Cymbeline is a good candidate for Shakespeare’s worst play. With a labyrinthine plot that blithely skips between Roman Britain and renaissance Italy, and with a final scene that ties up the loose ends in one mad rush, it presents a major challenge to any director.

Full marks then to director Mike Alfreds for attempting something different and using the empty space of the Globe to tell the story in the most simplistic way possible. Eschewing scenery, elaborate costumes, with a minimal amount of props and just two percussionists for accompaniment, the company of six actors, playing several parts each, gives a clear and unfussy exposition of the story. This, indeed, is storytelling at its best and, as befits the Celtic season, this is going back to bardic traditions, where an audience can be enraptured by a tale, simply told.

That said, it’s almost inevitable that problems arise from actors fulfilling multiple roles – the final scene, with its 27 revelations, is particularly hard to follow when one actor is playing three parts. And there’s a natural tendency to concentrate on one role out of many. For example, Mark Rylance plays a wonderfully oafish, slack-jawed Cloten, dominating the show and delighting the audience. He’s obviously enjoying every minute of it, but his Posthumus is delivered almost as an afterthought – it’s not until the final scene, after Cloten has been killed, that it seems that he can give full vent to the Posthumus role.

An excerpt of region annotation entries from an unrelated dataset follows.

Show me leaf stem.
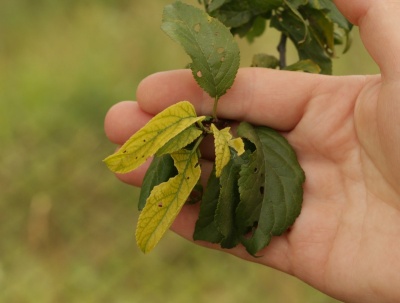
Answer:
[277,33,287,69]
[213,96,219,122]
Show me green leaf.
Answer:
[284,60,321,74]
[215,156,243,248]
[136,150,201,253]
[251,54,279,68]
[162,2,240,99]
[104,101,205,173]
[138,154,178,211]
[211,124,244,177]
[237,122,305,255]
[209,0,283,29]
[193,167,223,243]
[270,10,332,74]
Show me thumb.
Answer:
[335,0,400,80]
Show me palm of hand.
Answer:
[256,77,400,301]
[105,0,400,302]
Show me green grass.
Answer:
[0,0,377,303]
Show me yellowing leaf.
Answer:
[157,125,203,156]
[211,124,244,177]
[136,149,201,253]
[228,138,244,156]
[211,124,232,177]
[104,101,205,173]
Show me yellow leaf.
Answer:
[157,125,203,156]
[136,149,201,253]
[228,138,244,156]
[211,124,232,177]
[104,101,205,173]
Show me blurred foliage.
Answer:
[0,0,377,303]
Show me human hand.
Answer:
[105,0,400,302]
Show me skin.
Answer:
[105,0,400,303]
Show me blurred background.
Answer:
[0,0,378,303]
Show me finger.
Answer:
[104,101,152,145]
[335,0,400,80]
[137,68,328,130]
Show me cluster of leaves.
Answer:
[199,0,352,74]
[104,0,352,255]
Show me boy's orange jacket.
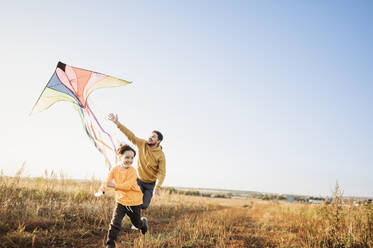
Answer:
[107,166,142,206]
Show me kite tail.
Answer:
[86,101,118,166]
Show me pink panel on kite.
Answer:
[84,72,107,100]
[65,65,78,92]
[72,67,92,106]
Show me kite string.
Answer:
[86,101,118,163]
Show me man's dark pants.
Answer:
[106,203,147,247]
[137,178,155,209]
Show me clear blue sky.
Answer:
[0,1,373,196]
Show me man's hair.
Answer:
[153,130,163,141]
[117,144,136,157]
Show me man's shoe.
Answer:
[141,217,149,234]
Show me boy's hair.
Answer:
[117,144,136,157]
[153,130,163,141]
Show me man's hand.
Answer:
[108,113,119,125]
[106,181,115,188]
[154,189,161,196]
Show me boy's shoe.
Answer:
[141,217,149,234]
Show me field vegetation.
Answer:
[0,171,373,248]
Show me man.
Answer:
[109,113,166,209]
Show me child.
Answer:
[101,145,149,248]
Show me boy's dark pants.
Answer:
[106,203,146,247]
[137,178,155,209]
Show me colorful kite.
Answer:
[31,62,131,169]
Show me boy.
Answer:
[101,145,149,248]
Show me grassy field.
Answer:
[0,170,373,248]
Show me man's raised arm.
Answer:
[109,113,146,146]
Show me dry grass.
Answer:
[0,172,373,248]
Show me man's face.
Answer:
[119,151,135,167]
[148,133,160,146]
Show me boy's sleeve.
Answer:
[102,168,115,190]
[115,168,139,191]
[117,123,146,146]
[155,154,166,189]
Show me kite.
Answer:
[31,62,131,169]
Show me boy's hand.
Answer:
[108,113,119,124]
[106,181,115,188]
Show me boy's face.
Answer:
[119,151,135,167]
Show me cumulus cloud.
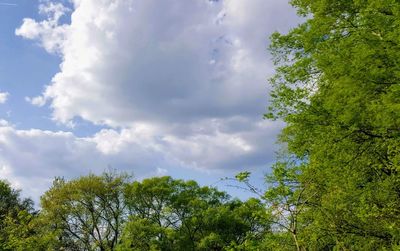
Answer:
[0,120,280,200]
[15,1,69,53]
[0,92,10,104]
[16,0,300,126]
[13,0,297,197]
[0,120,176,200]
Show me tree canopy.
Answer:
[266,0,400,250]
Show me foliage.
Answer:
[121,177,269,250]
[266,0,400,250]
[41,173,129,250]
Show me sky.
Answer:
[0,0,299,201]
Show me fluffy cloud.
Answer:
[20,0,293,126]
[0,118,280,200]
[0,92,10,104]
[0,120,176,200]
[13,0,297,198]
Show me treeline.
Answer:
[0,0,400,251]
[0,173,278,251]
[266,0,400,250]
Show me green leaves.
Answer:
[266,0,400,250]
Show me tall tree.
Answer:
[0,180,35,250]
[119,177,270,250]
[41,173,129,251]
[266,0,400,250]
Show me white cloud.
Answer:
[0,120,172,200]
[15,1,69,53]
[0,120,280,201]
[13,0,297,200]
[0,92,10,104]
[25,96,46,107]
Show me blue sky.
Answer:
[0,0,298,200]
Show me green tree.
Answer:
[119,177,270,250]
[0,180,35,250]
[41,173,129,251]
[266,0,400,250]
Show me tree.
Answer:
[0,180,35,250]
[266,0,400,250]
[119,177,270,250]
[41,173,129,251]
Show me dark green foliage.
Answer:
[120,177,270,250]
[266,0,400,250]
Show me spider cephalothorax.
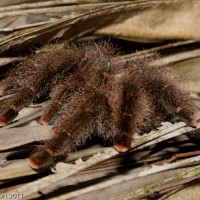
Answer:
[0,43,196,169]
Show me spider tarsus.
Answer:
[0,119,6,126]
[114,144,129,152]
[28,147,54,170]
[0,108,18,126]
[39,118,49,125]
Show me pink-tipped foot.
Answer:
[190,118,197,128]
[39,118,48,125]
[0,88,5,95]
[28,158,40,169]
[114,144,129,152]
[0,119,6,126]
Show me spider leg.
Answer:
[128,65,196,127]
[29,89,105,169]
[0,46,83,126]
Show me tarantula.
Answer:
[0,42,196,169]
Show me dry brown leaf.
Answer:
[95,0,200,42]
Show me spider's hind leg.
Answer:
[143,66,197,127]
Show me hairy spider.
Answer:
[0,42,196,169]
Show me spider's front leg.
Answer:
[29,90,105,169]
[0,46,84,126]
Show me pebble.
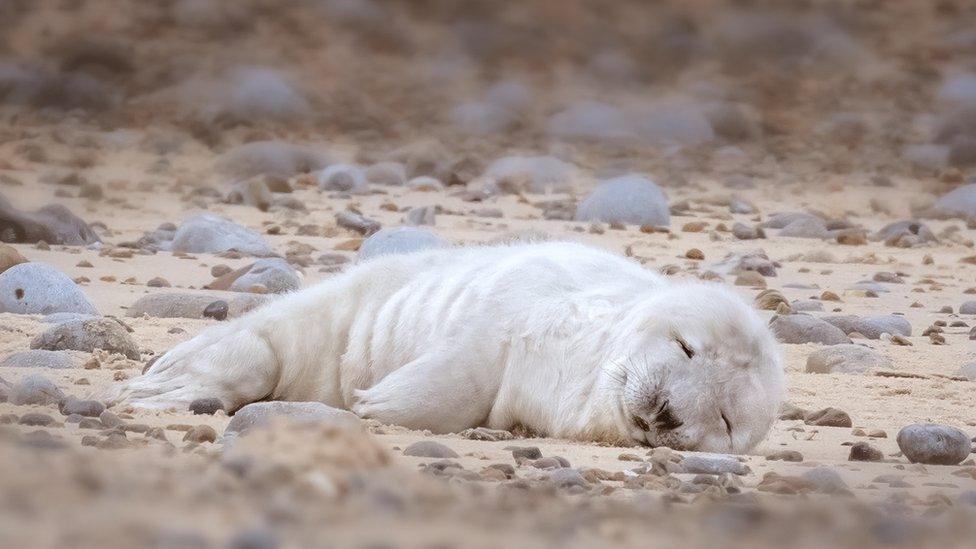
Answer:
[769,314,851,345]
[576,174,671,227]
[170,213,272,257]
[803,408,854,427]
[0,195,101,242]
[505,446,542,463]
[0,262,98,315]
[357,227,450,261]
[317,164,369,194]
[189,398,224,416]
[766,450,803,462]
[17,412,57,427]
[549,467,590,488]
[335,210,382,236]
[0,350,74,370]
[58,396,105,417]
[212,257,302,294]
[9,374,64,406]
[824,315,912,339]
[0,244,27,273]
[126,292,270,320]
[896,423,972,465]
[30,318,140,360]
[224,401,362,435]
[681,453,750,476]
[806,344,892,374]
[847,442,884,461]
[215,141,332,179]
[403,440,460,459]
[183,425,217,444]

John Ramm with his wonderfully villainous Iachimo, a real creep, and his dignified Belarius displays a much better balance. And Abigail Thaw makes the most of every line in her smooth performance as the villainous queen – her emphasis of the first syllable of Pisanio’s name is spat out with relish and raises an unexpected laugh. Praise also for Rylance in drawing out laughs in the small role of the doctor.

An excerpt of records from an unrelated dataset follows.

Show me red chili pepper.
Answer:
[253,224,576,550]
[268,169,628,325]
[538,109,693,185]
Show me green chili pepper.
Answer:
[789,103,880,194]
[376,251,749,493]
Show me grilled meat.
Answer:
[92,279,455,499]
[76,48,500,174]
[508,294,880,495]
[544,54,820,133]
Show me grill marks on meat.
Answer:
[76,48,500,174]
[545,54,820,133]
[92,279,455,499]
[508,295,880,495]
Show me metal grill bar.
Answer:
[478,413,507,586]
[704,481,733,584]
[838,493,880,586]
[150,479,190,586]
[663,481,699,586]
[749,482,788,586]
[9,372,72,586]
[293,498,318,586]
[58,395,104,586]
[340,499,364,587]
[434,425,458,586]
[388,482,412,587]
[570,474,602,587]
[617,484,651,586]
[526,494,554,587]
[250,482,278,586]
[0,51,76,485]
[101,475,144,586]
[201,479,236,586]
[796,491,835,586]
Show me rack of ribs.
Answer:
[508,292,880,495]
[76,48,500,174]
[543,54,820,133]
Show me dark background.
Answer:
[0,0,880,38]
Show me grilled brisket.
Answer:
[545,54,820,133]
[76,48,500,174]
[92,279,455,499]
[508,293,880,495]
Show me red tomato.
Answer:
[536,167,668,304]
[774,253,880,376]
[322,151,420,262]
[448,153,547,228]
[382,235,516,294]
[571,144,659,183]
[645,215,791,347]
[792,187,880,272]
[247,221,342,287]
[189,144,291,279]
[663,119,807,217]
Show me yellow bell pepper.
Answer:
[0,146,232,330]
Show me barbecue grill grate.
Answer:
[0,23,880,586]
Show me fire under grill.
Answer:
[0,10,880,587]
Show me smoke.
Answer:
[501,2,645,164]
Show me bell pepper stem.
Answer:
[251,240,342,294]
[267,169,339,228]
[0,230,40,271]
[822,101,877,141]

But all the actors work hard. Richard Hope and Fergus O’Donnell juggle myriad roles and manage to invest degrees of subtlety in each. Jane Arnfield starts off rather stiffly as Imogen but gradually warms to the part.

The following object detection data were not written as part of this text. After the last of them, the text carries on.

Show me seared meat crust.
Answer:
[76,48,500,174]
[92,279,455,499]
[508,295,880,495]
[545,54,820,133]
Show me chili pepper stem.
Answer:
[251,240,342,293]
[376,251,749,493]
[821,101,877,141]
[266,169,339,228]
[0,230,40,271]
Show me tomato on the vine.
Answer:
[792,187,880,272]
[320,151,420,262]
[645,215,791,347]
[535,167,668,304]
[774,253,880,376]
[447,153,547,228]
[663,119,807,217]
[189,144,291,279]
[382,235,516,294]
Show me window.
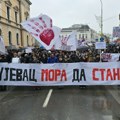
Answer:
[16,33,19,45]
[7,6,10,20]
[15,11,18,23]
[27,35,29,46]
[8,31,12,45]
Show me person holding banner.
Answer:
[0,55,7,91]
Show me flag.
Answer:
[95,15,102,27]
[21,14,61,50]
[0,36,6,54]
[54,32,77,51]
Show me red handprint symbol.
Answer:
[27,17,55,46]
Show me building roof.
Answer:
[26,0,32,5]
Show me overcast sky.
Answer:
[30,0,120,33]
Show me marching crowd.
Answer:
[0,45,120,90]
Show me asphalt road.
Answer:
[0,86,120,120]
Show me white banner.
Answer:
[101,53,120,62]
[95,42,106,49]
[21,14,61,50]
[53,32,77,51]
[0,36,6,54]
[0,62,120,86]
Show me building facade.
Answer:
[0,0,34,48]
[61,24,98,42]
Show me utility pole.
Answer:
[119,14,120,26]
[100,0,103,36]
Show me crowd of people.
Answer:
[0,45,120,90]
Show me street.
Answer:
[0,86,120,120]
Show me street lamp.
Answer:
[100,0,103,36]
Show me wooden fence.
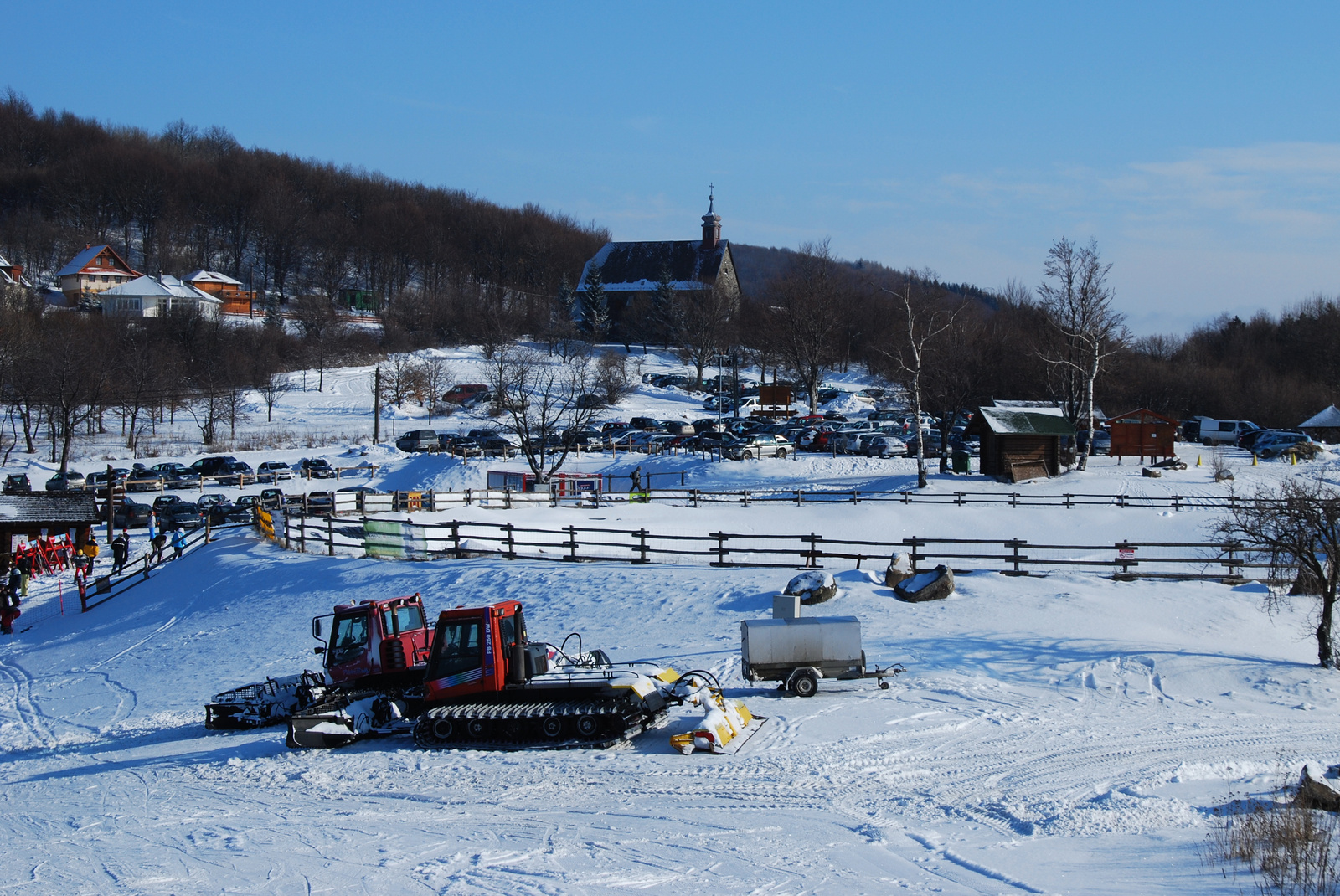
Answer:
[275,516,1270,581]
[318,484,1255,516]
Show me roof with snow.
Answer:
[1298,404,1340,430]
[99,275,224,306]
[0,492,98,523]
[578,239,730,292]
[56,242,139,277]
[978,407,1075,435]
[183,270,243,286]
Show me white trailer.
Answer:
[740,616,903,697]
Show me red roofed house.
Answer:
[183,270,256,315]
[56,245,142,304]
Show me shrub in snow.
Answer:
[782,572,838,605]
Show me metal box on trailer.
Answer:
[740,616,866,697]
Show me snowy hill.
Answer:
[0,342,1340,894]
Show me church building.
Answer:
[576,194,740,329]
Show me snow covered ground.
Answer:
[0,345,1340,893]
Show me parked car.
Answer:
[111,498,152,529]
[256,461,293,482]
[442,383,489,404]
[190,454,237,480]
[1251,430,1312,458]
[866,435,907,456]
[722,433,795,461]
[1199,416,1261,447]
[149,463,199,489]
[154,494,201,530]
[297,456,335,480]
[217,461,256,485]
[196,492,250,523]
[395,430,442,453]
[126,463,163,492]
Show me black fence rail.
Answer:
[275,516,1271,581]
[322,476,1257,516]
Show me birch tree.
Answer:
[1037,237,1130,470]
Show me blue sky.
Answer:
[0,3,1340,333]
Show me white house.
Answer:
[98,275,224,317]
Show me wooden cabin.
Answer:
[1107,407,1178,463]
[967,407,1075,482]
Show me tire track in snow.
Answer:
[0,659,56,747]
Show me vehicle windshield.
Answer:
[427,619,484,679]
[326,614,368,666]
[382,607,424,635]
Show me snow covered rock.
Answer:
[894,564,954,603]
[782,572,838,605]
[884,554,913,588]
[1293,762,1340,811]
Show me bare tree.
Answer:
[1037,237,1130,470]
[666,282,734,383]
[591,351,639,404]
[769,239,848,414]
[884,280,966,489]
[256,373,293,423]
[292,296,344,393]
[1215,478,1340,668]
[489,346,595,482]
[418,358,456,423]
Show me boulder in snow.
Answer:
[884,554,913,588]
[782,570,838,605]
[1293,762,1340,811]
[894,564,954,604]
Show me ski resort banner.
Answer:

It’s good to see the Globe being used for productions like this. The temptation has always been to put on cod-Elizabethan displays in the hope of ensnaring those tourists who want some sort of Shakespearean experience. By reverting to the storytelling traditions (and Shakespeare was a master story-teller), Alfreds and his actors have done us all a real service. Is this the first sign that the Globe is beginning to reach maturity? It certainly makes me await the next season with new interest.